Tento entender como as mensagens são compreendidas de forma errada, cada um interpreta de acordo com seu interesse. Como uma pessoa que passou por nosso município pregando a paz, o amor, a solidariedade, a irmandade, a espiritualidade, tendo a família como "o sagrado", teria deixado uma maldição para nossa comunidade ?

Conhecendo a minha terra como conheço, acompanho sua história , tendo visto e ouvido coisas de tirar pica pau do oco, sou um estudioso de comportamentos, sempre tive minha explicação para o legado de Sinhozinho, na sua passagem por Bonito, encontrou grande resistência por parte dos mandatários da época, tanto político como econômico, tendo ele conseguido ouvintes para suas pregações, suficientes para incomodar os importantes da época, trazendo medo e ciúme ao pensamento dominante. Perseguido e preso foi deportado para Ponta Porã, deixando uma mensagem para a comunidade de Bonito, sendo a mesma mal interpretada. A comunidade precisava mudar a postura comportamental, deixando de lado a ambição, o egoísmo e a individualidade, caso isto não acontecesse , não haveria mudança, aqui só se perde a individualidade quando se juntam para prejudicar algo ou alguém.
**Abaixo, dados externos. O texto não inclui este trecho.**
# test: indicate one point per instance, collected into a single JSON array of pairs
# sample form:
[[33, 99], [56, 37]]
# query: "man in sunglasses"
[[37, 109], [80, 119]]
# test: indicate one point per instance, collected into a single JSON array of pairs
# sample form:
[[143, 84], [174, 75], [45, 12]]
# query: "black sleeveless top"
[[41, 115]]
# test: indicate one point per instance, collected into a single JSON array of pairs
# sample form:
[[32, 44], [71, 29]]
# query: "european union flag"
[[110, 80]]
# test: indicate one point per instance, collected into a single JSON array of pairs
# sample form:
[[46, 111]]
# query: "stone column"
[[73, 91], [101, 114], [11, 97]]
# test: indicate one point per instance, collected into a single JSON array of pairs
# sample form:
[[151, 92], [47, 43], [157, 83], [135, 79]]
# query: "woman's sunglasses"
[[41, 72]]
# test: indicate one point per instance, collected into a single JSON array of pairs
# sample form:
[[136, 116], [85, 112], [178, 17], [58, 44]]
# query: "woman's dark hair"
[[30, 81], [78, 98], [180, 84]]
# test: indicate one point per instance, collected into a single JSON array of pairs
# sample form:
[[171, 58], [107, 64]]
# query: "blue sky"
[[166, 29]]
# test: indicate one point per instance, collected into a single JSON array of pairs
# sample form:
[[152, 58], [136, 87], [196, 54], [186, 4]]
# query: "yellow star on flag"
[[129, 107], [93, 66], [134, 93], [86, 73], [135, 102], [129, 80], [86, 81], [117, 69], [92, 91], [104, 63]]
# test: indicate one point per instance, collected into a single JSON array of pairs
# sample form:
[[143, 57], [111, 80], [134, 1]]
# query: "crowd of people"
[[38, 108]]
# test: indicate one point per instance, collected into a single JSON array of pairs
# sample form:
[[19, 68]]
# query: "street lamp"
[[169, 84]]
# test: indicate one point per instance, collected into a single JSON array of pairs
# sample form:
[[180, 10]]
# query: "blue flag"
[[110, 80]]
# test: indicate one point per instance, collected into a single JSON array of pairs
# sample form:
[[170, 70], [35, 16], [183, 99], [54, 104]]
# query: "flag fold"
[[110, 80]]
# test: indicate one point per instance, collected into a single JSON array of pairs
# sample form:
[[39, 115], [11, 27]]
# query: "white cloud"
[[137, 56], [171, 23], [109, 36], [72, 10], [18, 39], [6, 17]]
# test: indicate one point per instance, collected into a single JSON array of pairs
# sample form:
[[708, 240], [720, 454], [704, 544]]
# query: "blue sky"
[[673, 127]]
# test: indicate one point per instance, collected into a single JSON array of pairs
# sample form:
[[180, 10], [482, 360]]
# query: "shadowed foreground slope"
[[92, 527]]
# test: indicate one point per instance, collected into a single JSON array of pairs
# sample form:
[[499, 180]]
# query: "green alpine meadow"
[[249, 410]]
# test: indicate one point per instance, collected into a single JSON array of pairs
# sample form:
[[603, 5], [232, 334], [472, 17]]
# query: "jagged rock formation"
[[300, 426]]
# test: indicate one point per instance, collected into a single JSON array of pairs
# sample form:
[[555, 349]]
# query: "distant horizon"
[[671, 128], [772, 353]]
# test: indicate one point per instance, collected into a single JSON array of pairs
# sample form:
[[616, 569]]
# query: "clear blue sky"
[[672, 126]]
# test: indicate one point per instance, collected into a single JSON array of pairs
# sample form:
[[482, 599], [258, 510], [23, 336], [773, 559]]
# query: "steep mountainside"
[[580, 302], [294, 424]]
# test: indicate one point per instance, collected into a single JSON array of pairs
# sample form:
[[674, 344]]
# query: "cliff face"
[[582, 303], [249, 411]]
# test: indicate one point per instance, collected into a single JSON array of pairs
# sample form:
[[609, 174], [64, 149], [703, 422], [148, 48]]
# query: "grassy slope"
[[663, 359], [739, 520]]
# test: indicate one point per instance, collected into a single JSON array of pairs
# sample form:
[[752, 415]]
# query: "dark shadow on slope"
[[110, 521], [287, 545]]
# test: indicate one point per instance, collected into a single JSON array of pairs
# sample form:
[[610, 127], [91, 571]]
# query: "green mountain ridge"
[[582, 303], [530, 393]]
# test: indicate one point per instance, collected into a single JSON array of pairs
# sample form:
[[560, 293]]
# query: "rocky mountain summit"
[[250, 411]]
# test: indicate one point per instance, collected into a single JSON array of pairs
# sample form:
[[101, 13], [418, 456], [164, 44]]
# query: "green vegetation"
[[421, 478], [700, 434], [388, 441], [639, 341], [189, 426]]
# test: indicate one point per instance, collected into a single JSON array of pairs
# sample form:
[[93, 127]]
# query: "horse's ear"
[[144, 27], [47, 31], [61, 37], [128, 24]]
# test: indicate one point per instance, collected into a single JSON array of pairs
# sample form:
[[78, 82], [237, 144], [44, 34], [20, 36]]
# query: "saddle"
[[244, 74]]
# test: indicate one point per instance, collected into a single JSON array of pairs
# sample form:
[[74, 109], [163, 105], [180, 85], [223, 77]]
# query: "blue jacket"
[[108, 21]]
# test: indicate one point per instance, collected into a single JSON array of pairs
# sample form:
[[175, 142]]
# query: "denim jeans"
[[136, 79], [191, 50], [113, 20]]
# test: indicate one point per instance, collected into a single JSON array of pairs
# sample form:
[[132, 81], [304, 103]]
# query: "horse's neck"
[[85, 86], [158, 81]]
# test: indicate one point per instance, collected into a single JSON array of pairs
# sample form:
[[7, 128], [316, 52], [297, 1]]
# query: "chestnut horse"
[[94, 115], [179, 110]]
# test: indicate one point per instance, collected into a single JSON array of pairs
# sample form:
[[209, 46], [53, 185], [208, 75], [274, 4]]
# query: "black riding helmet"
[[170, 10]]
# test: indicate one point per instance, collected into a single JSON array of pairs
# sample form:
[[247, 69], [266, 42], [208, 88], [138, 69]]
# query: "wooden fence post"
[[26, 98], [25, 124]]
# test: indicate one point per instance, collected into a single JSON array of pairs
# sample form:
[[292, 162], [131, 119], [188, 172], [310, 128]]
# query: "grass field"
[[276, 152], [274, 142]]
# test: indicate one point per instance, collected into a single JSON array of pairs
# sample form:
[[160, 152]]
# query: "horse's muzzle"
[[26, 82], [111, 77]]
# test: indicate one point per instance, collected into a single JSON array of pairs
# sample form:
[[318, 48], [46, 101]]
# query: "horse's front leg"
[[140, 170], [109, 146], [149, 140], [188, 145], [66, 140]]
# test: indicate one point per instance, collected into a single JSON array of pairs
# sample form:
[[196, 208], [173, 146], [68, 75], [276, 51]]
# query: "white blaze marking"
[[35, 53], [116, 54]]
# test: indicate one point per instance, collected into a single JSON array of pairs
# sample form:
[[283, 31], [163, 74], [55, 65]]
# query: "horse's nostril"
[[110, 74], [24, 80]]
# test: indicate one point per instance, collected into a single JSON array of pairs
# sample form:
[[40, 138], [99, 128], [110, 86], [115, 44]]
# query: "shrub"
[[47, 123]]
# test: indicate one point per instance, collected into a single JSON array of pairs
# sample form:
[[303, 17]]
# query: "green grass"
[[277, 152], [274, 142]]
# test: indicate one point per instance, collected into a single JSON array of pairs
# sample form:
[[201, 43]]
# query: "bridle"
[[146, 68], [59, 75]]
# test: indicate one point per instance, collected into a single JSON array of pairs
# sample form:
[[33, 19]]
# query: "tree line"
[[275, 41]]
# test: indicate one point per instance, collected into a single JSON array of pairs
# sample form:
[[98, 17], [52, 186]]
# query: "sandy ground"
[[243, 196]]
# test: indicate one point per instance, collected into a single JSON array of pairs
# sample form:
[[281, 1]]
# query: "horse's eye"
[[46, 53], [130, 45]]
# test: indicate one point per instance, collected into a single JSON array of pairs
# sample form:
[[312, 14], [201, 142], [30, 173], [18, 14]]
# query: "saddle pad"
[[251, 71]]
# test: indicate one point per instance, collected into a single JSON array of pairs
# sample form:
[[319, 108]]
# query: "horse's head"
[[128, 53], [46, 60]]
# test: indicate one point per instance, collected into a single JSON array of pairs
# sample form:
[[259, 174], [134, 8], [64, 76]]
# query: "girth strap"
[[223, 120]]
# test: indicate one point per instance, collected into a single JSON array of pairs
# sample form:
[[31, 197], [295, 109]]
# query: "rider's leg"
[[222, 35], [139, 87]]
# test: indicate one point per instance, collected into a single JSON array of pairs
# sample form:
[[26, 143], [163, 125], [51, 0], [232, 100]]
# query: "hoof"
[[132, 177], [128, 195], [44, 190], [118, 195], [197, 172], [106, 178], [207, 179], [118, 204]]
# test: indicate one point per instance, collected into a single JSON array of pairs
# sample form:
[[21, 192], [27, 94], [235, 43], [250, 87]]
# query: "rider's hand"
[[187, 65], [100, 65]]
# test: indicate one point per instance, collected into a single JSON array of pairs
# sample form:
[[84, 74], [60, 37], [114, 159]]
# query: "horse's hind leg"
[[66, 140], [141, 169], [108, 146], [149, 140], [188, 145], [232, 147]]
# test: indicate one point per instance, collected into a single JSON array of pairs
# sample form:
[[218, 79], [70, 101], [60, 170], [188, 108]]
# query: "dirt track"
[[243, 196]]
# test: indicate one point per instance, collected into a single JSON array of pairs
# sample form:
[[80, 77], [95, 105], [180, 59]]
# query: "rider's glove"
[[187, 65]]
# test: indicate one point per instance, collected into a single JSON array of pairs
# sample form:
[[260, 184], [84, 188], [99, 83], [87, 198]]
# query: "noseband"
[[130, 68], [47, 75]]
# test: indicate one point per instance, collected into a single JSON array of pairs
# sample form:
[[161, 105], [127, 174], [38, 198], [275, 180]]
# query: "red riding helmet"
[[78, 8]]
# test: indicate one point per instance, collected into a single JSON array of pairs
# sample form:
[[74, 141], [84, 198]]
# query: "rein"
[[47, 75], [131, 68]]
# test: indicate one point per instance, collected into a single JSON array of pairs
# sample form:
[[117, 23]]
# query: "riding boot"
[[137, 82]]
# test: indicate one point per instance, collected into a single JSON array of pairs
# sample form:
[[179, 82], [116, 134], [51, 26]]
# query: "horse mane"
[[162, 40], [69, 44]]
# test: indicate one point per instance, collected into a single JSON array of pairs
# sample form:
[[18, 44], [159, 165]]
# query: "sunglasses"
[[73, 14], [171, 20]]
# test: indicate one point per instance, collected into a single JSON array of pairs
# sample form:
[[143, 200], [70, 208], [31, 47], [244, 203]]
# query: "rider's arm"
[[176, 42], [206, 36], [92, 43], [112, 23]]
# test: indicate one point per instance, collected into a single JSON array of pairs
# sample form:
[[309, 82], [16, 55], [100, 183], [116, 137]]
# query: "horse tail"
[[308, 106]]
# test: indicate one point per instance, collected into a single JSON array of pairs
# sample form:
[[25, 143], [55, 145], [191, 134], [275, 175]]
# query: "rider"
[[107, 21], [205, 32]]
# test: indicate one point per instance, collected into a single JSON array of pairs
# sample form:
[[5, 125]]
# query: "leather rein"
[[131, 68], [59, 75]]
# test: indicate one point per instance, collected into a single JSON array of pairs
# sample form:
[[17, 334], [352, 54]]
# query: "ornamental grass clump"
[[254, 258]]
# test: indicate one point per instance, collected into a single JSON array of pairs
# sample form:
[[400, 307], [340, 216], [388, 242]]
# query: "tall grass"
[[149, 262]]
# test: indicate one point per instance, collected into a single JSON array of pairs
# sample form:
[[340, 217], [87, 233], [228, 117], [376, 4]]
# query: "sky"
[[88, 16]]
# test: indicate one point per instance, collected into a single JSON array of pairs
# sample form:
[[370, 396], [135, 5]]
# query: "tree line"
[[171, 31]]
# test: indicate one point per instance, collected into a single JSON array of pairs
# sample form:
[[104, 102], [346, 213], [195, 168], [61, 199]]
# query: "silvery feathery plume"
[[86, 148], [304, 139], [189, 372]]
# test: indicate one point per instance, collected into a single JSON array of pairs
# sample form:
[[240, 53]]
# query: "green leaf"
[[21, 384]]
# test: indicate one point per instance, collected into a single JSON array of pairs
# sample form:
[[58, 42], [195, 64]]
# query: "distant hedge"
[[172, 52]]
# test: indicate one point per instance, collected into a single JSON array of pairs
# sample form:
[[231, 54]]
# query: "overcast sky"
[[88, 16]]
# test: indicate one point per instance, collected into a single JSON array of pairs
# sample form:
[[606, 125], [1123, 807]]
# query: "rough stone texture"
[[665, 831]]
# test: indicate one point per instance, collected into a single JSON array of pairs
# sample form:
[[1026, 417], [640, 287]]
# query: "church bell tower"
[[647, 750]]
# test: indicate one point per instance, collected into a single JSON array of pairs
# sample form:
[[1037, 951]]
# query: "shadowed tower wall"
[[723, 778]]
E realmente nós continuamos com o mesmo pensamento e comportamento de a sessenta anos atrás, não existe maldição e sim o continuísmo.

domingo, 19 de setembro de 2010

AINDA RESTAM OS GUAVIRAIS

Ontem eu e o Aldemir fomos catar guavira na fazenda do Dr. Laercio e na do Julinho. Quando la chegamos, voltei algumas décadas no passado, pois encontrei dezenas de pessoas que há muito tempo não via. Gente do nosso passado, pessoas humildes em carrocerias de velhos carros, já proibidos nas rodovias, engarupados em velhas e novas motocicletas, fazendeiros em cabines duplas. Passei uma boa parte do tempo observando-os passeando pelo guaviral.

Vendo-os disputando os pés de guavira, vi como a natureza é sábia, pois naquele momento, não existe hierarquia, status social, rico e pobre, todos são iguais, teem o mesmo direito, o melhor pé a melhor guavira. O primeiro que chegar é o dono. Vendo os meus conhecidos do tempo de criança, fiquei a olhar com tristeza e alegria ao mesmo tempo, todos estavam alegres e felizes no seu ambiente, na sua hora, curtindo uma tradição passada de pais para filhos há décadas, fiquei feliz ouvindo as gargalhadas, os gritos avisando os familiares que tinham encontrado uma boa moita com frutos grandes e doces. Apesar de toda alegria cheguei a uma triste conclusão: aos bonitenses, por enquanto SÓ SOBRARAM OS GUAVIRAIS.

Quando alguém que vem de outras regiões do Brasil, pergunta porque a paixão pela guavira, eu sempre falo: “Quando você conhecer e provar a fruta do paraíso entenderá esta paixão. Ela é tão importante em nossa sociedade, que historicamente, quando ela está com frutos, não tem um dono, ela pertence ao homem por direito da natureza, tanto que nestes dias o proprietário da terra perde seu direito de dono e os guavirais pertencem a todos da comunidade, o homem volta aos tempos primordiais e tudo pertence a todos, cercas e portões passam a não ter significados.”